Thursday, December 19, 2013

Crimson Dawn

A dream en route from Bangalore to Delhi


It was crimson. Dawn was just breaking. The sky was patched with orangish flames and deepest of blacks. Clouds hung about. The air was cool. In the faint light, the patches of grass on the ground were as black as the earth. I do not remember who were travelling with me, but they were familiar faces. People I had travelled with, before. Perhaps as a child, going to the school. The path was familiar too. The same road I had travelled with the same people for fourteen years of my school life. Yet the moment did not inspire warmth. Nor comradeship. It was as if the morning air chilled every emotion. There was a sense of unease I detected in myself as my eyes scanned the ground, catching patches develop shapes as my eyes adapted more to the faint light. My unease turned to dread.

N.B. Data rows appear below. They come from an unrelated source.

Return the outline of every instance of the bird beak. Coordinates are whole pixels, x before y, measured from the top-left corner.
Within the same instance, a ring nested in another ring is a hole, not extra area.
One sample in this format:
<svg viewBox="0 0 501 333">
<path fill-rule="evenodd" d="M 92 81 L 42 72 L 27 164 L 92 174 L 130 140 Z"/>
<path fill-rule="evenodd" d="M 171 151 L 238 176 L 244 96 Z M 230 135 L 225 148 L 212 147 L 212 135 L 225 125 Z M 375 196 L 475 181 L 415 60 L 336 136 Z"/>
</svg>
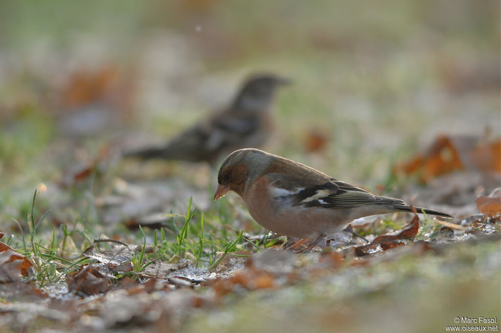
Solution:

It was only last night that I was here. There was a three day black metal concert being organized at the spot. My companions and I had not been able to secure tickets. We had stood outside for a while, listening. Of course we were not alone. Several others stood with us, scanning the list of bands that would be playing on the remaining two nights. And though I do not believe in God, I remember having remarked that a “God-like” band would be playing the next night. The place had been very much alive last night, I thought, as my eyes scanned the horizon with increasing dread.

I had already seen it. Even before the others had a clue. Even before anyone else had a clue. How or why it took them so long to find out what had happened was something I do not understand. The patches of black on the ground were bodies impaled with spears and sticks. There were severed heads mounted on pikes. The arena where the concert was taking place last night was burnt to cinders. There were ghastly outlines of bodies lying around. I knew they were dead, even as my fellow travellers saw what had happened and let out gasps. It seemed that the vehicle we were in was travelling in a panoramic fashion. It led us closer to the burnt arena. I could see that the bodies were piled thicker ahead. Mercifully it took another path.

By now I could gauze and understand that the heads and the bodies were of boys not more than 25. They were faces I had seen going inside the arena last night. We crossed a pile. There were arms and legs sticking out of a shroud made of tarpaulin. People stood nearby, in shock. Some were severely injured, their faces bloodied. Perhaps survivors of whatever had transpired last night. Suddenly someone led out a terrible gasp. It was too loud and echoed all around. Apparently they had found another shroud of tarpaulin from under which dozens of severed heads rolled out. There was a haunting, howling sound all through the while in the background.

I woke up sometime later to the same sound. The sound of an injured animal yelping mixed with the sounds of a faraway ambulance, the crying of dogs at night and other similar sounds that can sometimes get dreadfully disturbing. I woke up to the sound of a train passing through the outskirts of some forgotten place in the dark of the night.